In this week's Whiteboard Wednesday, Deral Heiland, IoT research lead at Rapid7, discusses the standard methodology he uses when engaging in IoT testing, as well as the importance of the entire IoT ecosystem.
Welcome to this week's Whiteboard Wednesday. My name is Deral Heiland. I'm the research lead for IoT here at Rapid7.
Today's topic is going to be IoT testing methodologies. When we engage on doing IoT testing, we need to have a standard methodology. The way we approach this is first thing we want to do is identify the full product's ecosystem. Often, this will include mobile, cloud, hardware, and also the network communication that involves this. Once we have identified that entire ecosystem, we want to focus on setup. The goal is to set up the product's entire ecosystem in a full functioning manner. Often, I like to set up two independent functioning environments to help facilitate this testing.
Once we've done this, and we have functionally tested the equipment to ensure it is working correctly in the way the manufacturer intended it to work, then we engage and start doing the actual work. The first thing we want to do is open intelligence gathering. Often, IoT technology will use various subsystems that may have a history of having vulnerabilities. We want to identify that information. We want to identify the structure of the IoT technology, as in communication types, how the hardware physically disassembles when we're dealing with the embedded technology, and also other communications that would be outside the normal ethernet or 802.11, different RF communication. We can often do this by engaging the FCC and using FCC ID information from the actual device.
Once we've done that, we want to go onto capturing and analyzing the data communication. What we'll do there is we will set up an environment where we can capture all the communication. We will set up proxy services between the device and the cloud, between the mobile application and the cloud, and we'll capture and analyze that data for various vulnerabilities and issues.
Moving from there, what we'll do next is we'll carry out and start doing vulnerability testing of the mobile applications. In this case, we'll do a thorough assessment, looking for improper authentication, poor storage of data, poor communication, and a number of vulnerabilities we often encounter in mobile technology.
Once that is completed, we'll move onto testing the cloud APIs. This will test for common cloud vulnerabilities, poor authentication, poor encryption. It may also include looking for things like SQL injection or cross-site scripting vulnerabilities.
After we've completed that, we move onto the last phase of the overall ecosystem. This is the hardware. Tasked to do the hardware, we'll actually disassemble the technology, we'll examine it for entry points that may meet JTAGS, it may be UART connections. We'll also dig in deeper into RF communications at this point and try to identify what kind of data is being communicated in that path and is it properly secure.
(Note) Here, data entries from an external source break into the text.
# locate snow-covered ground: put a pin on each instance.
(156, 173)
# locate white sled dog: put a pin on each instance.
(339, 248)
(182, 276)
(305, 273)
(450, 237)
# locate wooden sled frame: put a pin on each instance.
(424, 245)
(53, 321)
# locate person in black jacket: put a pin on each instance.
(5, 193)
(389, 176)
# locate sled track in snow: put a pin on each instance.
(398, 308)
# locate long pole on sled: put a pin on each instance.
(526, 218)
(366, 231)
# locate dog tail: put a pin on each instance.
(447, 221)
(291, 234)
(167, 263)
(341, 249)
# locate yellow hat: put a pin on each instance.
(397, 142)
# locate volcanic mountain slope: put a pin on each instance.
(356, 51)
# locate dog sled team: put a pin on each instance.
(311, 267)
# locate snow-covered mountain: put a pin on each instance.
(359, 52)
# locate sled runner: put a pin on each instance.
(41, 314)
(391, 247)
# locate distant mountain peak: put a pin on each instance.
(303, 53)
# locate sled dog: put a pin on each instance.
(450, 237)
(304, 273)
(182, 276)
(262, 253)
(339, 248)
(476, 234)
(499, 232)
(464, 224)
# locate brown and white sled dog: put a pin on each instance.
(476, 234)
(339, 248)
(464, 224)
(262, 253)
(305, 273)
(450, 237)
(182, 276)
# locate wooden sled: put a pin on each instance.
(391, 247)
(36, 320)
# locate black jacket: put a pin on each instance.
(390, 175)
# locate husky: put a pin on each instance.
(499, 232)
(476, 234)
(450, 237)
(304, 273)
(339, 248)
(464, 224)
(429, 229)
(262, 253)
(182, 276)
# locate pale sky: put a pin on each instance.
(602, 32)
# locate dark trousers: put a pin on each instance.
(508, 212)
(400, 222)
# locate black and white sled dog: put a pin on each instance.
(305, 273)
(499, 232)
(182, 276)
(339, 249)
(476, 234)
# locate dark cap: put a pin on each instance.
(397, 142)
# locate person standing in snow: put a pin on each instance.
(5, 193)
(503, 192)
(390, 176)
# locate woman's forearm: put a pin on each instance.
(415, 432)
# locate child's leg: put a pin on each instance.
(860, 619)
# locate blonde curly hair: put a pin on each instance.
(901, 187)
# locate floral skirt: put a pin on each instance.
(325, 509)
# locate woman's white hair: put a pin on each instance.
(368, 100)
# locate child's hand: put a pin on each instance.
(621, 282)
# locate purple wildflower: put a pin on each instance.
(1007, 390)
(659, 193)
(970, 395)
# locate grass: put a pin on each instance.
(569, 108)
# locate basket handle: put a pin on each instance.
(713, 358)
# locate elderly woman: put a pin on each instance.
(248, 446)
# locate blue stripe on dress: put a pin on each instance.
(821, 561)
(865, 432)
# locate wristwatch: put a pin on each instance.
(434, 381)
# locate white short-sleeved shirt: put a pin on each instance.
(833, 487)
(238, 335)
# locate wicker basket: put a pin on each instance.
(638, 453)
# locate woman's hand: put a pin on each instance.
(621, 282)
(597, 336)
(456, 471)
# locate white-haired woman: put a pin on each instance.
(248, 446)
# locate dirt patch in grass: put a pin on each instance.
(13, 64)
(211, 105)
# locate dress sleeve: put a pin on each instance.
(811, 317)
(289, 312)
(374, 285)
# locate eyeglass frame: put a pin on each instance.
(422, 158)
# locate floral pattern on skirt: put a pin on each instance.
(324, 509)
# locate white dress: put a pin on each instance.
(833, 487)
Also, as part of this process, we'll attempt to gain access to the firmware. If we're unable to get a copy of the firmware via the cloud APIs, we'll often open up the device and actually pull memory, flash memory, directly off the device, and then we'll analyze that for embedded keys, embedded passwords, and other issues, like undocumented command structures that could be used to carry out further attacks on the device.
By focusing on all these key pieces, we can identify any security models and how they impact each other within that particular model.
Thank you very much. That was this week's Whiteboard Wednesday.